The 918-paper benchmark[1] shows that minimum-RMSE forecasters often have ~50 percent directional accuracy. For a cross-sectional trader, directional rank is the signal. We do not promote arms on RMSE alone — see Paper № 02.

Substitution #4 · Gross-best is net-best

The same model can be the strongest at zero cost and the weakest at 4 bps, if turnover is asymmetric across the candidates. Full treatment in Paper № 06.

5 · Standing guardrails

Three changes were made after this incident, all now part of the standard evaluation pipeline:

  1. Target-distribution check. Every Sharpe number is paired with a histogram of the return vector that produced it. If more than 1% of values exceed |0.5|, the number is rejected.
  2. Mistake #21 gate. Promotion to live capital requires the rank correlation between the training metric used and the final dollar Sharpe across folds to exceed +0.5. Models whose training metric does not track their tradeable Sharpe fail this gate regardless of headline performance.
  3. Canonical scripts. All published metrics come from a small set of audited entry points (audit_universe_ic.py, compare_strategies_raw_returns.py). Hand-typed aggregates are not accepted; the audited script's output is the source of truth.

6 · What this incident did not invalidate

Lambdarank models on cross-sectional crypto data remain a valid and active research direction. STRAT-04b (covered in Paper № 07) uses the same family and produces a +1.51 Pass-B Sharpe at full cost. The retraction is about the evaluation pipeline reporting the wrong number for one candidate, not about lambdarank as a method. The fix is in the evaluator, not the architecture.

7 · A note on culture

We publish this paper because the alternative — quietly correcting the scoreboard — is worse for the program. The substitution is common enough in the literature that a public, reproducible case study is more useful than another paper claiming a seven-Sharpe crypto-ML strategy. We would rather publish a corrected −3.53 than an inflated +7.376.

A backtest without a metric audit is a number with a name attached.

Sources & references

  1. Saidd, M. et al. (2026).

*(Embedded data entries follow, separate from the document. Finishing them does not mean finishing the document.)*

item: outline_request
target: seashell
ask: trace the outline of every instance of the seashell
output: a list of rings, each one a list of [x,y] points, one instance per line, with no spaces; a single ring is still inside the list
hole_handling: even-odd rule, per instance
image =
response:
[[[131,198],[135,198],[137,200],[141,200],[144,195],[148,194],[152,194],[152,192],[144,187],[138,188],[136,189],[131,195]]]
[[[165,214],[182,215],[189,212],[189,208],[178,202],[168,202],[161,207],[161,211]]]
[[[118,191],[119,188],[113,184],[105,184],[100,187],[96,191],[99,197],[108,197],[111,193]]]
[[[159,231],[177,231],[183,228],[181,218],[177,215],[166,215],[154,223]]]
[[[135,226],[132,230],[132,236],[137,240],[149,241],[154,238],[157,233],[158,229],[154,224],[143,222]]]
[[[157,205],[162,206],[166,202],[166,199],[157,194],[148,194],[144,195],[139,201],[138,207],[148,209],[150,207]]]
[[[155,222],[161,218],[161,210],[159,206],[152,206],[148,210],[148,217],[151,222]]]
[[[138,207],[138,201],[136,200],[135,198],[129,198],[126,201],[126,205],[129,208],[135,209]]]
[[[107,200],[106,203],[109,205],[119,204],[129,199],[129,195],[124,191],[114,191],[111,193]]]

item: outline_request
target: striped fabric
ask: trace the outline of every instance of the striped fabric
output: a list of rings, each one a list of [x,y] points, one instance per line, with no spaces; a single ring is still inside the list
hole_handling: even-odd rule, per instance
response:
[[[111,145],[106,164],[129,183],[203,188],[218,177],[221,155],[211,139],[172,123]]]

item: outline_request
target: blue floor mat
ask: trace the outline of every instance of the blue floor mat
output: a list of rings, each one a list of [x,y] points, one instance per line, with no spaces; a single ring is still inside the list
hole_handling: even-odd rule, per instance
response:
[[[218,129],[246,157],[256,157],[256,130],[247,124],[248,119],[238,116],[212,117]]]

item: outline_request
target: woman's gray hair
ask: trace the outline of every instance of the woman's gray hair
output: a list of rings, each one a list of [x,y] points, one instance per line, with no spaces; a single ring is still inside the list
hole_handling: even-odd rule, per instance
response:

A 918-experiment empirical study of long-horizon forecasters. arXiv:2603.16886
  2. Axon Ridge internal — `research/experiments/results/STRATEGY_COMPARISON_KOFN_2026-05-05.md` (retraction)
  3. Axon Ridge internal — `research/experiments/results/STRATEGY_COMPARISON_RAW_2026-05-05.md` (corrected)
  4. Axon Ridge internal — `docs/CALCULATION_GLOSSARY.md` §5.3 (target_mode discipline)
  5. Axon Ridge internal — `research/scoreboards/06_top20_mistakes.md` Mistake #21 + #23
  6. Burges, C. J. C. (2010). From RankNet to LambdaRank to LambdaMART. Microsoft Research TR-2010-82.
  7. Bailey, D. H., & López de Prado, M. (2014). The Deflated Sharpe Ratio.